Now on the DVD in the deleted scenes you can see Captain America in the snow.  You see him and his shield.  Just like in Iron Man you see Tony Starks making Captain America's shield on his desk.  Pretty sweet.


----------



## zeeberex (Oct 31, 2008)

tko4u said:


> Just got done watching the new one, i liked it. I didnt think I would like norton or buy him as the hulk, he didnt do bad. good ole lou ferigno, are they gonna put him in every one? What did you think?



Never saw the new one, assuming you mean the second movie.

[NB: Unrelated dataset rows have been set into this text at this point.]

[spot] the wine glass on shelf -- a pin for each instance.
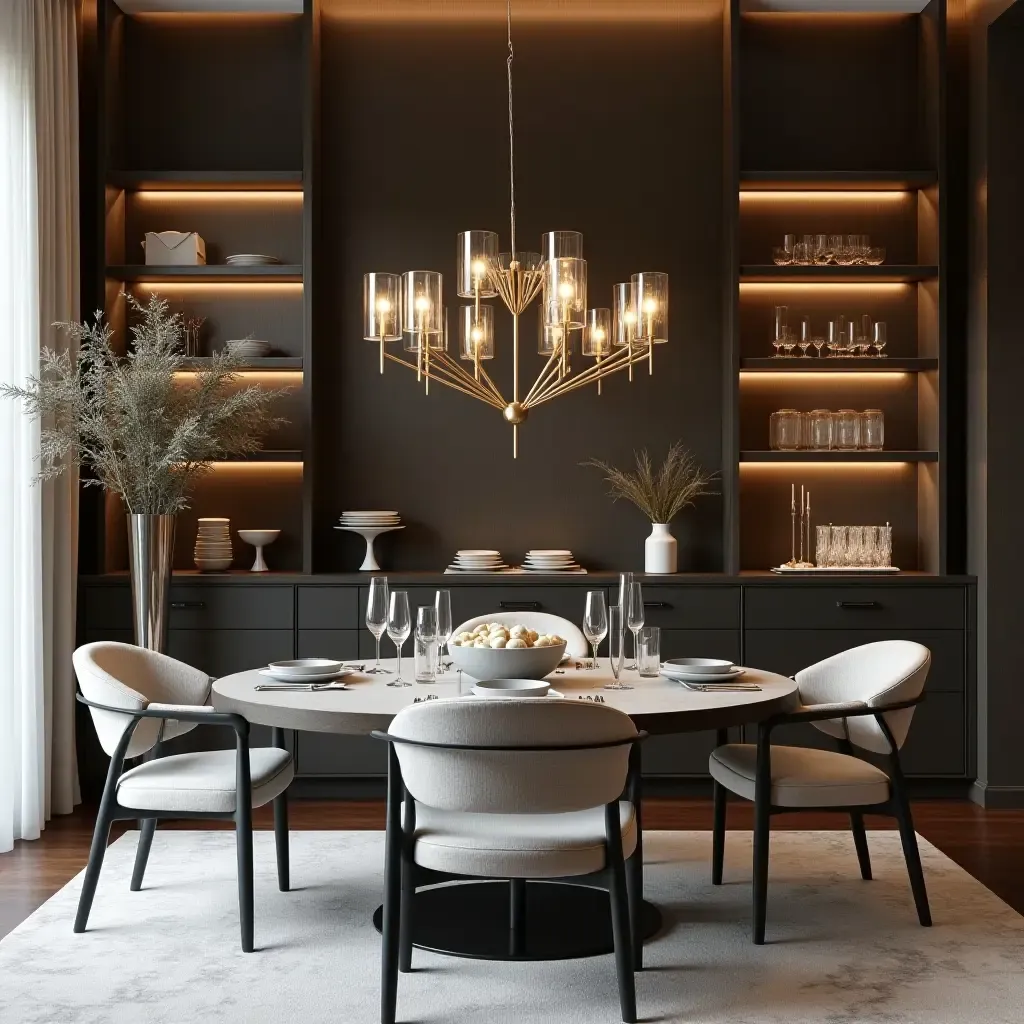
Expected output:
(377, 609)
(616, 647)
(442, 607)
(633, 610)
(398, 627)
(595, 621)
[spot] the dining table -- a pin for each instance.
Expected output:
(566, 918)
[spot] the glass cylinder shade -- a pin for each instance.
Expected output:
(381, 306)
(597, 334)
(555, 245)
(476, 251)
(652, 307)
(624, 314)
(422, 302)
(550, 335)
(476, 334)
(565, 292)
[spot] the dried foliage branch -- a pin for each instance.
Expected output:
(659, 494)
(146, 435)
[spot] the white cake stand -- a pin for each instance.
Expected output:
(369, 534)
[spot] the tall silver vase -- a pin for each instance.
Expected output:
(151, 548)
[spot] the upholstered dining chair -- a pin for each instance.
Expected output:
(138, 699)
(543, 622)
(470, 794)
(863, 697)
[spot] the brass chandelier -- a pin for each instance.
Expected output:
(410, 308)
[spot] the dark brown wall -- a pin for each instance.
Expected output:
(619, 135)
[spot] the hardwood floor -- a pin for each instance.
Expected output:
(987, 844)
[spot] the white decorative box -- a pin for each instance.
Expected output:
(174, 249)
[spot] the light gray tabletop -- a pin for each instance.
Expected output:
(658, 706)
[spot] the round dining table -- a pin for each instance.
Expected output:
(567, 918)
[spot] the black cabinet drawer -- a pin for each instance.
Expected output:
(786, 651)
(326, 754)
(339, 644)
(329, 608)
(235, 607)
(689, 607)
(869, 607)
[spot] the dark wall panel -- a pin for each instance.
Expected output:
(414, 150)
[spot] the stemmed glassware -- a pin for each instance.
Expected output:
(633, 610)
(377, 609)
(442, 607)
(616, 647)
(595, 621)
(399, 625)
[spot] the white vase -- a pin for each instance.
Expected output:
(659, 550)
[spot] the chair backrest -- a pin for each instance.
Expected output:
(576, 642)
(882, 673)
(513, 781)
(124, 676)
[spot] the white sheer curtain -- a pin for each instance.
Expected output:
(38, 524)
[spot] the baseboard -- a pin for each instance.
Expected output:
(996, 797)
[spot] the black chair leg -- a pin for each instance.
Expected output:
(912, 856)
(860, 842)
(621, 916)
(146, 827)
(244, 847)
(718, 835)
(281, 842)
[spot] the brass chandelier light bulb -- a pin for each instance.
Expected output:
(410, 307)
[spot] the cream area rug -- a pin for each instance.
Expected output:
(839, 949)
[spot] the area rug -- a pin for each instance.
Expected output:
(839, 949)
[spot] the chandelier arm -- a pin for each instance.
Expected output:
(480, 395)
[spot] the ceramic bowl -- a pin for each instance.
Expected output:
(511, 687)
(519, 663)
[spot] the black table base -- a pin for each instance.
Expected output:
(561, 922)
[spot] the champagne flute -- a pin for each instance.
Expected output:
(377, 608)
(595, 621)
(616, 647)
(398, 627)
(634, 619)
(442, 606)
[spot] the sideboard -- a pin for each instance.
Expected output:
(225, 623)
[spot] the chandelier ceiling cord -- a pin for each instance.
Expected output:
(409, 307)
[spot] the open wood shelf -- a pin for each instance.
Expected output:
(214, 180)
(836, 180)
(274, 272)
(833, 456)
(893, 273)
(838, 365)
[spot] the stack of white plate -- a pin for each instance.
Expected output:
(251, 259)
(213, 545)
(248, 348)
(477, 560)
(550, 560)
(369, 519)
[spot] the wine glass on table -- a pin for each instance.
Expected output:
(399, 625)
(377, 608)
(595, 621)
(442, 607)
(633, 612)
(616, 647)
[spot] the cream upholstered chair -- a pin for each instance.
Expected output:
(576, 642)
(864, 697)
(139, 698)
(476, 779)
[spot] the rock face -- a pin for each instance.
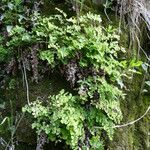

But the fact they redid the movie just screams "we're sorry about the first one". WHich was freakin' terrible.


----------



## tko4u (Oct 31, 2008)

AceHBK said:


> I enjoyed it.
> I was happy to see them pay tribute to the old TV show shich was my favorite and I grew up watching. Everything from the chair in the lab to lou to the clips of Bixby were awesome.
> The story was well written and was way more better than Ang Lee's version. I do prefer Edward Norton as Bruce Banner as well.
> 
> Now on the DVD in the deleted scenes you can see Captain America in the snow. You see him and his shield. Just like in Iron Man you see Tony Starks making Captain America's shield on his desk. Pretty sweet.


 

i noticed they were using stark ind. weapons in the military!


----------



## Fiendlover (Nov 1, 2008)

tko4u said:


> Just got done watching the new one, i liked it. I didnt think I would like norton or buy him as the hulk, he didnt do bad. good ole lou ferigno, are they gonna put him in every one? What did you think?


 FREAKIN AWESOME!  and i loved tony stark at the end.


----------



## Drac (Nov 2, 2008)

zeeberex said:


> But the fact they redid the movie just screams "we're sorry about the first one". WHich was freakin' terrible.


 
Boy is that an understatement.....


----------